Privacy Policy

This document is applicable for all ThoughtLabs SRL legal entities composing the ThoughtLabs SRL Group (see below)

This document defines how ThoughtLabs SRL entities, acting as data controller, may process, in accordance with the applicable laws, including, the General Data Protection Regulation (the “GDPR“) and for the purposes defined below, information relating to identified or identifiable natural persons (called “data subjects”) collected from time to time (directly or indirectly, on a compulsory or voluntary manner, manually or otherwise) from the data subjects themselves as well as from its clients, third parties (such as potential clients, subcontractors, providers or any stakeholders involved in an engagement with ThoughtLabs) and/or from publicly available sources where applicable.

Why does ThoughtLabs SRL process personal data?
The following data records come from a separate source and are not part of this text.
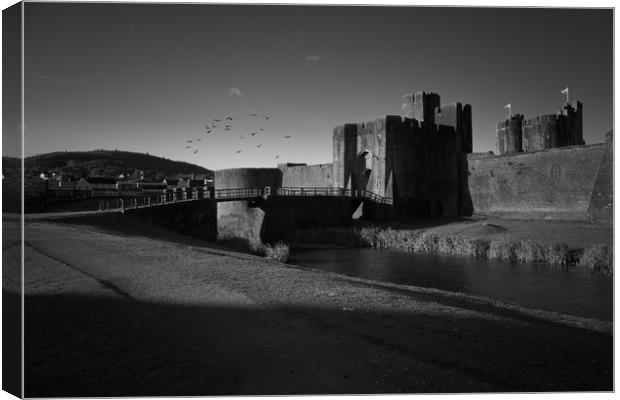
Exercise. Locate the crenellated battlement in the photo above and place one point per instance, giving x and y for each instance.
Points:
(547, 131)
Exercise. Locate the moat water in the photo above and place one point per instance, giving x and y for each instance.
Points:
(533, 286)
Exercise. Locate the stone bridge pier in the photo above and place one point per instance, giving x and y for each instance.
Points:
(248, 224)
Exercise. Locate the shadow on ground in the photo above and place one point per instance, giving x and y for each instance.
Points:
(82, 346)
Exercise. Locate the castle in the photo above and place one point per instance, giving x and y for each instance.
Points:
(422, 161)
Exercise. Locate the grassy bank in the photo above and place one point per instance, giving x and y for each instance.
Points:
(596, 257)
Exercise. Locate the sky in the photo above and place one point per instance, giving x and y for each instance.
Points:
(148, 77)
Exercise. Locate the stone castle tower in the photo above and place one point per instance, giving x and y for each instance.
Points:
(417, 158)
(548, 131)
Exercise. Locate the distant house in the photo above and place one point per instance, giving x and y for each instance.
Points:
(96, 186)
(175, 183)
(193, 183)
(153, 187)
(129, 188)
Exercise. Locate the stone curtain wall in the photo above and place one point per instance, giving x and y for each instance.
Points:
(320, 175)
(602, 202)
(555, 183)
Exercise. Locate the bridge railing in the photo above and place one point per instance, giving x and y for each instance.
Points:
(168, 197)
(328, 191)
(242, 193)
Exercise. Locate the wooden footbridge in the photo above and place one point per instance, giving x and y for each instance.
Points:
(236, 194)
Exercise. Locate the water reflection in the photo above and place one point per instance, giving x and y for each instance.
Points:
(529, 285)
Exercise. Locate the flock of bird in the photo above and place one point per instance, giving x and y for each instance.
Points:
(216, 124)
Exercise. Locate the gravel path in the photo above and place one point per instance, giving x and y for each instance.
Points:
(110, 315)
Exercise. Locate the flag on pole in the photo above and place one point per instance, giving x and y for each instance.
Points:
(565, 91)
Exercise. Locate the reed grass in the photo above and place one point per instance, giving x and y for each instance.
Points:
(278, 251)
(598, 258)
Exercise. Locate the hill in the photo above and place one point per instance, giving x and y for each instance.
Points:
(101, 163)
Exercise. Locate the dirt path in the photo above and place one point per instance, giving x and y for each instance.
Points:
(108, 315)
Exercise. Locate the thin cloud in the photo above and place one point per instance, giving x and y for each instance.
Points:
(313, 58)
(235, 92)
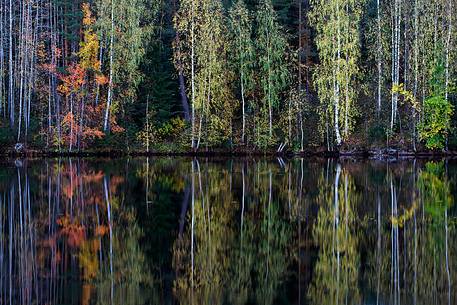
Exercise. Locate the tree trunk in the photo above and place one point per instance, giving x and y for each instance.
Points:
(111, 72)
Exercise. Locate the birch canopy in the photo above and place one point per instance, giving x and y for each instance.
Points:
(227, 75)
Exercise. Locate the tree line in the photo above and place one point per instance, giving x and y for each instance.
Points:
(238, 75)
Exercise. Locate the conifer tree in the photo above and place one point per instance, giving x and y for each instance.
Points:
(243, 54)
(273, 72)
(337, 26)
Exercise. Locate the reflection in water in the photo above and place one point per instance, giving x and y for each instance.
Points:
(201, 231)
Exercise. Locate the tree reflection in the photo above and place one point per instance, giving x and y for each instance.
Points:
(336, 236)
(220, 231)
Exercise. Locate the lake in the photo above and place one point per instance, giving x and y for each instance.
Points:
(227, 231)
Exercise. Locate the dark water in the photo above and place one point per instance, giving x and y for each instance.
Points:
(182, 231)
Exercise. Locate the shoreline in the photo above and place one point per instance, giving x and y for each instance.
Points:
(380, 154)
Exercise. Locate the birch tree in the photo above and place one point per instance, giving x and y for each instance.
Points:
(337, 26)
(274, 74)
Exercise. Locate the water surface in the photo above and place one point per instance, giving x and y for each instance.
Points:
(222, 231)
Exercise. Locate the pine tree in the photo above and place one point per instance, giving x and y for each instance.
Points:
(243, 54)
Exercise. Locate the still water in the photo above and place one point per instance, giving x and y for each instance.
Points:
(221, 231)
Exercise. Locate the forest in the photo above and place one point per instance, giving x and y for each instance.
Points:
(174, 76)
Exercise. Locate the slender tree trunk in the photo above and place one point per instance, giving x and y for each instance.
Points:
(337, 79)
(193, 72)
(448, 46)
(111, 72)
(10, 62)
(379, 58)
ThoughtLabs SRL process personal data in accordance with applicable laws and solely for the following purposes (together the “Purpose(s)”) :

• To provide professional services including:
  • Analysis, Design, Development, Consultancy, Sales, Delivery, Installation, Services and Support activities related to the provision of IT solutions
• To maintain its administrative and clients/suppliers relationships management systems, including:
  • Bid issuance and contract drafting;
  • Clients/suppliers/alumni follow up and management;
  • Invoicing and payments of invoices;
  • Advertising, communication and public relations;
  • Event organisation;
  • Quality reviews; and
  • Client ou user experience improvement and personalisation of services delivery (for example via authentification, monitoring of the performance and use of Arhs Group applications where applicable).
• To apply acceptance and continuance procedures (including anti-money laundering, anti-bribery and counter-terrorist financing);
• To facilitate compliance with its legal, regulatory, professional and/or contractual obligations (including independence and archiving requirements…);
• To maintain and protect its buildings, equipment, IT infrastructure and data (including access management and authentification, security and performance monitoring…);
• To ensure its business continuity;
• To manage risks and litigations;
• To process the data subjects’ requests; and/or
• To manage its websites.

The Purposes above are based on at least one of the following legal basis:

• The processing is necessary for the performance of a contract to which the data subject is party or in order to take steps at the request of the data subject prior to entering into a contract;
• The processing is necessary for compliance with a legal obligation to which ThoughtLabs SRL is subject;
• The processing is necessary for the purposes of the legitimate interests pursued by ThoughtLabs SRL or by a third party (such as the protection of ThoughtLabs SRL asset, the understanding of its clients’s needs and expectations or the fulfillment of the ThoughtLabs’s purpose or social interest); and/or
• The data subject has given consent to the processing for one or more specific purposes

What personal data does ThoughtLabs SRL process?

• Depending on, and when necessary for, the Purpose(s) above, ThoughtLabs SRL may process the following categories of personal data:
• Identification data (e.g. name, surname, alias…);
• Professional data (e.g. position, company…);
• Administrative data (e.g. proof of identity documents, birthdate, gender, language …);
• Relation data (e.g. relation history, attendance sheets…);
• Environment data (e.g. characteristics, habits, social media information…);
• Financial data (e.g. tax data, transactional data…);
• Numeric data (e.g. logs, IP address…); and
• Biometric data (e.g. picture and/or sound, video…).